Oscar Actors: Fonda, Henry–Screen Image–Ordinary People, Quiet Farmers

Henry Fonda’s screen image relied heavily of his physical appearance, which went beyond being a handsome leading man,

Physical Attributes:

Henry Fonda was tall (6 and 1) and lanky, and he had grace.

His voice had an “unmistakably Midwestern drawl, as quiet, dry, and flat as the plains themselves.”

Of all the screen actors, Fonda and John Wayne had the most typically American faces.

Fonda’s steady, intense, blue-eyed gaze was slightly melancholy, obviously thoughtful, and expressive of deep concern.

Fonda became the screen personification of the American farmer-pioneer with his very screen debut, The Farmer Takes a Wife, in 1935.  In this romantic drama, set in the 1920s, he plays a farmer whose sole wish is to work the land and live peacefully with his wife, played by Janet Gaynor.

Later on, Fonda played a fighting pioneer in the pre-Independence era in John Ford’s Drums Along the Mohawk,

He was a farmer fighting social injustice in the powerful film version of Steinbeck’s The Grapes of Wrath, rendering what his arguably his strongest–and most memorable–screen performance.

Fonda continued to symbolized the ordinary American soldier in Mister Roberts, and fought for basic American ideals, such as trial by a fair, democratic jury in Sidney Lumet’s Twelve Angry Men.

Other male stars of Fonda’s generation, such as John Wayne and Jimmy Stewart, also established reputations by playing sympathetic roles, to the point of being severely circumscribed by what the public was willing–and unwilling–to accept.

Fonda played few villainous roles until the last decade of his career; his earlier portrayal of the outlaw Frank James, in two Westerns, was whitewashed and even glamorized.

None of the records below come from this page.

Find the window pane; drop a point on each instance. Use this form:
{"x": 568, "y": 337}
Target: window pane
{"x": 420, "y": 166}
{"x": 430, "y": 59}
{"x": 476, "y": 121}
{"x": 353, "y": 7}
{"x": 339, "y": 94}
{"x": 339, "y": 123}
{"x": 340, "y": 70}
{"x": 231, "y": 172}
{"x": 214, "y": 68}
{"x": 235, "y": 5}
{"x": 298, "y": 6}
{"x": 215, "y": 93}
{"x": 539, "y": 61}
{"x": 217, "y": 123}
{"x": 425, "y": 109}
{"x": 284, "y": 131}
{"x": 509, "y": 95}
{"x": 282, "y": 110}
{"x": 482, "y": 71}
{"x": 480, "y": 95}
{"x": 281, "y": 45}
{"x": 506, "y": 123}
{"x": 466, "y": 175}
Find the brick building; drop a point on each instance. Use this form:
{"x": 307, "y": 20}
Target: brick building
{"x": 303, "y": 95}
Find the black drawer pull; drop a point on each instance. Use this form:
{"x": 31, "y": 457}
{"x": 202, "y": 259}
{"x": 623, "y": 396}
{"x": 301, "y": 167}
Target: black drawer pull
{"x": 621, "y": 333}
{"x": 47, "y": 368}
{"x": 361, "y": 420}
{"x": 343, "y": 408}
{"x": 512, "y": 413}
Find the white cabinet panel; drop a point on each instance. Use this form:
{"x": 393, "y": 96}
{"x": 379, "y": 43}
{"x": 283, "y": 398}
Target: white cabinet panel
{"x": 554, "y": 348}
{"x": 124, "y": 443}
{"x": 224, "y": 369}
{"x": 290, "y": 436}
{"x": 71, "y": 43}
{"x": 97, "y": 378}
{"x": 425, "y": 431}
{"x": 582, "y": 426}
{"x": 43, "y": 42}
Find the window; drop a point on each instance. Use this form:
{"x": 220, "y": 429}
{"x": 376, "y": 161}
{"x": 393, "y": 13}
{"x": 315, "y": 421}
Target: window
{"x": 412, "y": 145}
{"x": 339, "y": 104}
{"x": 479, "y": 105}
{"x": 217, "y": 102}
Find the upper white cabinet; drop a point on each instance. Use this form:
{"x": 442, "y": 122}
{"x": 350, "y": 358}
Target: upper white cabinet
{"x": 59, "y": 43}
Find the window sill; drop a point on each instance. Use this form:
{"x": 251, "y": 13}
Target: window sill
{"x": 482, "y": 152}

Fonda in fact was much more convincing as an innocent man accused of murder in Fritz Lang’s You Only Live Once, and he gave a memorable performance in Hitchcock’s The Wrong Man, as Manny Balestrero, the honest musician who was mistakenly identified as a hold-up man.

Like John Wayne, his portrayal of villains or criminals was an occasional departure, an exception.  However, as British film critic Philip French has pointed out that  the casting of Fonda and Wayne in villainous roles has signified different meanings: “When Wayne is cast as a criminal, there is usually a suggestion that something is wrong with the law in a local, easily resolved way; when Fonda is cast as an outlaw, the implication is that there’s something basically wrong with society.”  This differential reading of Wayne and Fonda’s roles attests to the immense power of their respective screen personas.